You can also just pour 1/4 cup drippings into 8 X 8 pan, ,pour in batter.  Once cooked cut into individual servings.


----------



## kyles (Jul 28, 2004)

Every child in Tasmania, my home state, when they leave home, is given a copy of The Central Cookery Book. In my copy, the Yorkshire Pudding recipe is deeply stained from years of use, it rarely lets me down (sometimes Yorkshire puddings just won't puff, even if you do the same things you always do - in which case a packet of Aunt Bess's in the freezer doesn't hurt!


*Yorkshire Pudding*

3/4 cup Plain flour
1 t salt
1 egg
250 ml milk
50ml cold water

1. Sift flour and salt

2. Combine milk and water, then halve the liquid.

3. Make a well in middle of flour.

4. Break egg and add to flour.

5. With a wooden spoon, stir carefully from the centre, gradually working the flour into the egg and gradually adding 1/2 o the liquid.

6. When all the flour and 1/2 of the liquid is worked in beat with a wooden spoon (or electric mixer) for 5 minutes, then stir in rest of the liquid, mixing well.

7. Stand in a cool place for 30 minutes.

8. Prepare a hot oven 450 degrees fahrenheit or 230 degrees celsius. Heat your muffin tins or cake tin in the oven.

9. Spoon melted lard into the hot tins. Poor batter into hot oven and bake for approx 20 minutes.

_I usually put the yorkshires in after the roast is done, wrap the roast in foil to keep it warm. The meat benefits from the standing time._

By the way, nice to see you posting again Jess, I've missed you!!!!!!!!!


----------



## yellowbaby (Jul 29, 2004)

Here's one from a Yorkshire chef  : James Martin. It works every time and is from his grandmother :

6 eggs
8 Oz (230g) plain flour
600 ml milk
beef dripping ( or other fat you can heat to a high heat)
salt

1. Mix together the eggs, flour and a pinch of salt.
2. Add the milk, stirring constantly, until you have a runny batter.
3. Leave this to rest, covered, in the refrigerator for up to 12 hours. (- it isn't essential to let it rest but that's the tradition and it is better!)
4. Place 1cm/½in of beef dripping in the bottom of each pudding mould, or if you are using a rectangular roasting tray, place 1cm/½in of beef dripping across the bottom.
5. Heat the dripping in the oven (at 240C/460F/Gas 8) for about ten minutes, until it is piping hot.
6. Remove the roasting tray from the oven, pour in the batter (as quickly as possible so the dripping doesn't cool too much), and immediately return to the oven. Bake for 25 minutes, until golden brown and crispy, *making sure not to open the oven door for the first 20 minutes*.

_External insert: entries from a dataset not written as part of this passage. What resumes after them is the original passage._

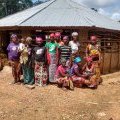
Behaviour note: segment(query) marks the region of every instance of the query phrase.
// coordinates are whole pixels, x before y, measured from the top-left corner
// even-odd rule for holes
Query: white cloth
[[[70,41],[69,46],[71,46],[72,53],[76,53],[79,50],[80,43],[79,42],[74,42]]]

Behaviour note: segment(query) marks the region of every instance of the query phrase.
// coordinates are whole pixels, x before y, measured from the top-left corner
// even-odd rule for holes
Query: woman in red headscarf
[[[83,66],[82,70],[84,77],[92,83],[89,87],[97,88],[97,86],[102,82],[98,64],[94,64],[92,58],[87,57],[86,64]]]
[[[90,37],[90,44],[88,44],[86,48],[86,57],[91,57],[93,61],[100,62],[100,48],[97,44],[97,37],[91,36]]]
[[[43,45],[44,40],[36,37],[36,46],[33,49],[35,85],[45,86],[48,80],[46,66],[46,48]]]
[[[54,76],[58,65],[58,44],[55,42],[55,34],[50,34],[50,42],[46,45],[47,62],[49,65],[49,82],[56,83]]]
[[[56,32],[55,33],[55,42],[59,45],[59,46],[63,46],[64,42],[61,40],[61,33],[60,32]]]

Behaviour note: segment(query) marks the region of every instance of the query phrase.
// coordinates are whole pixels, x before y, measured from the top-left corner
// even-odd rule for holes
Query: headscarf
[[[95,35],[93,35],[93,36],[90,37],[90,40],[91,41],[97,41],[97,37]]]
[[[92,62],[92,58],[91,57],[86,57],[86,61],[87,62]]]
[[[17,38],[17,35],[16,34],[12,34],[11,38]]]
[[[61,58],[60,63],[62,64],[63,62],[67,62],[65,58]]]
[[[63,37],[63,40],[68,40],[68,36],[64,36],[64,37]]]
[[[36,37],[36,43],[42,43],[43,39],[41,37]]]
[[[81,62],[81,61],[82,61],[81,57],[76,57],[76,58],[74,59],[74,63],[79,63],[79,62]]]
[[[72,37],[74,37],[74,36],[78,36],[78,33],[77,32],[73,32],[72,33]]]
[[[54,33],[51,33],[51,34],[50,34],[50,38],[55,38],[55,34],[54,34]]]
[[[56,38],[58,38],[58,37],[60,37],[60,36],[61,36],[61,33],[60,33],[60,32],[56,32],[56,33],[55,33],[55,37],[56,37]]]

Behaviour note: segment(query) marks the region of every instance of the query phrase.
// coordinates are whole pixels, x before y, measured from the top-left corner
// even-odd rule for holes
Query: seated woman
[[[87,80],[86,75],[82,72],[81,61],[80,57],[76,57],[74,59],[74,64],[71,68],[73,85],[75,87],[82,87],[83,85],[86,85],[87,87],[94,88],[94,86],[92,86],[93,81]]]
[[[61,64],[57,68],[55,81],[57,81],[58,87],[62,87],[63,89],[73,90],[73,83],[69,77],[68,69],[66,67],[66,59],[61,59]]]
[[[97,86],[102,82],[98,62],[96,62],[96,64],[95,62],[93,63],[91,57],[87,57],[86,62],[87,63],[83,66],[83,75],[86,79],[92,82],[89,87],[97,88]]]
[[[94,64],[91,57],[86,58],[86,64],[83,66],[82,71],[86,79],[90,79],[94,75]]]

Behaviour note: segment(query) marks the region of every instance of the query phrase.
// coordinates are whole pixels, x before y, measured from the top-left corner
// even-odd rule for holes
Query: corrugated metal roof
[[[0,26],[100,27],[120,30],[120,23],[74,0],[50,0],[0,20]]]

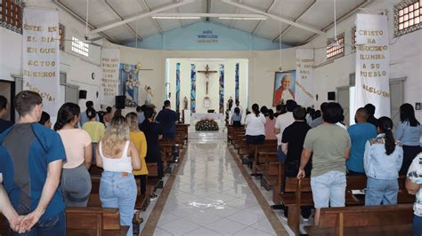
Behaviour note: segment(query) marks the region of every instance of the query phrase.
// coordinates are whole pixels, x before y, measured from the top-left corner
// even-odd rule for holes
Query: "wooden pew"
[[[321,208],[309,235],[411,235],[412,204]]]
[[[258,152],[258,163],[262,163],[256,167],[263,173],[261,186],[270,191],[277,184],[277,176],[279,174],[277,152]]]
[[[259,152],[273,152],[277,151],[277,140],[265,140],[263,145],[248,145],[248,159],[252,162],[252,175],[256,176]]]
[[[117,208],[68,208],[66,232],[68,235],[126,235],[129,226],[120,225]]]
[[[129,226],[120,225],[117,208],[67,208],[66,233],[75,236],[126,235]],[[0,235],[10,232],[6,218],[0,214]]]

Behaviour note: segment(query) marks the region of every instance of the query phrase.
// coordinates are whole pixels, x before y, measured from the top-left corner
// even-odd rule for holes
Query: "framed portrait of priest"
[[[276,71],[274,75],[274,93],[272,106],[286,104],[287,100],[295,99],[296,70]]]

One tip, expect them to rise - don't put them too near the top of the oven! Oh also, the recipe can be easily halved or even halved again.
Let me know how it goes


----------



## Bangbang (Jul 31, 2004)

My mom made this with Roast Beef when we were kids. I loved it. My Fathers family came over here from England and she learned to cook this with Roast Beef. I hope this will make you all very happy. 

Preheat oven to 450. 
Whisk 1 cup all purpose flour and one teaspoon salt. 
Wisk together 2 large eggs and 1 cup milk. 
Add the flour mixture and beat till blended. 
Now heat a 13 x9 inch glass baking pan for ten minutes in the oven.(this is very important) 
Then add 1/4 cup beef drippings or 4 tablespoons melted butter to the baking dish. 
Pour all the batter in the dish.....Bake for 15 minutes.reduce temp to 35 abd bake till puffy and golden brown. Cut and serve immediately.....and I mean immediately. This is food to die for.


----------